Trott songe gravement. Pauvre Thérèse ! Ce n’est pas étonnant qu’elle soit si souvent de mauvaise humeur ! Trott tâchera de ne plus trop la faire enrager. Ça doit être bien triste de voir partir comme cela les petits frères, et le papa, et la maman, et tous ceux qu’on aime, et d’aller de lieu en lieu, chez des gens qu’on ne connaît pas, comme un pauvre chien qu’on chasse… Une fois, Mme de Bray a dit que ce n’était pas d’être vieux seulement qui donnait des rides, mais aussi d’avoir du chagrin. Pauvre Thérèse ! elle est si ridée…

Et tout à coup un grand froid vient au cœur de Trott. Et il tremble de la tête aux pieds sur sa petite chaise. Car une pensée qu’il n’a jamais eue l’a traversé. Elle a été une jolie petite fille aux joues roses, aux longs cheveux blonds, Thérèse. Et maintenant c’est une vieille femme qui a des cheveux gris et des mains toutes crochues. Trott est un petit garçon blond et rose ; est-ce que par hasard un jour il aura aussi des rides, des cheveux gris et des mains crochues ?

Trott est atterré. Sans doute, il se réjouit d’être grand. C’est beau d’être un homme, d’être fort, de monter à cheval, d’aller sur la mer et de faire tout ce qu’on veut. Mais, après, est-ce qu’il faut qu’on devienne comme la vieille Thérèse ? Et puis, est-ce qu’il est possible qu’on soit… tout seul ? Est-ce que vraiment il se pourrait qu’un jour papa… et maman… ? Et sans qu’il sache, sans qu’il comprenne pourquoi, il semble à Trott que dans la nuit, maintenant presque toute noire, il y a comme un chemin qui descend, qui s’enfonce et qui devient plus noir. Des deux côtés se dressent des croix blanches et des anges s’envolent çà et là. Et le chemin descend, s’enfonce, devient toujours plus noir. Et il semble à Trott qu’il va y glisser, s’y engloutir peu à peu.

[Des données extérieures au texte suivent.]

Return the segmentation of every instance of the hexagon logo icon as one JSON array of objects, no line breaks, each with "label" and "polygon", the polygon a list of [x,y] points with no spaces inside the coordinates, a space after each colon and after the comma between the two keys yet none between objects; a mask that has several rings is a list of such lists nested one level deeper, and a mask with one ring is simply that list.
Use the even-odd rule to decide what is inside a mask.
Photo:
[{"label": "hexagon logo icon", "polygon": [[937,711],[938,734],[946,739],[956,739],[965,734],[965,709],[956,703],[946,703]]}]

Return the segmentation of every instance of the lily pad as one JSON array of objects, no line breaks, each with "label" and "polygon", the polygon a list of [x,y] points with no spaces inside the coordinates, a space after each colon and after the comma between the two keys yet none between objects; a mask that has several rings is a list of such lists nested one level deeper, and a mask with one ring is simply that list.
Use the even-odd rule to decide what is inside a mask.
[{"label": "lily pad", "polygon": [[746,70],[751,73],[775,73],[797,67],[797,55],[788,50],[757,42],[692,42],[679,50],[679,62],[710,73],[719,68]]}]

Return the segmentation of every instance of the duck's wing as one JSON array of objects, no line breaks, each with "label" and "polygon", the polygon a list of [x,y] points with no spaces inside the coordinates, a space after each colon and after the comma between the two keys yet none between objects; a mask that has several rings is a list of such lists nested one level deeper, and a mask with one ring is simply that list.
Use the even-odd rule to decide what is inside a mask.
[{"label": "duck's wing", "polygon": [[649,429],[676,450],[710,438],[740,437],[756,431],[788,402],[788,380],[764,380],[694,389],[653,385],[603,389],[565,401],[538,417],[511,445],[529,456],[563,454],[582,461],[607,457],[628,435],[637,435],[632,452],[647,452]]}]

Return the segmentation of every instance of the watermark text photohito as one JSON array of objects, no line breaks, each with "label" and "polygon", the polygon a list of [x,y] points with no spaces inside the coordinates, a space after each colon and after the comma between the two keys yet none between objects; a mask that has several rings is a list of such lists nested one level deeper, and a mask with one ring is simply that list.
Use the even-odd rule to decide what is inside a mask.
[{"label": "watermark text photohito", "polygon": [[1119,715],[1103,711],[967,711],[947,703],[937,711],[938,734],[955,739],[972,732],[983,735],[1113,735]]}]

Thérèse rentre avec la lampe. Elle aperçoit le visage de Trott tout en larmes. Elle pose précipitamment sa lampe et le prend sur ses genoux.

— Seigneur Dieu ! mon chéri, qu’avez-vous ?

De gros sanglots soulèvent la poitrine de Trott. Mais la lampe verse de la lumière et de la gaieté. C’est bon de n’être plus seul. Peu à peu les sanglots s’apaisent et les vilaines idées s’en vont.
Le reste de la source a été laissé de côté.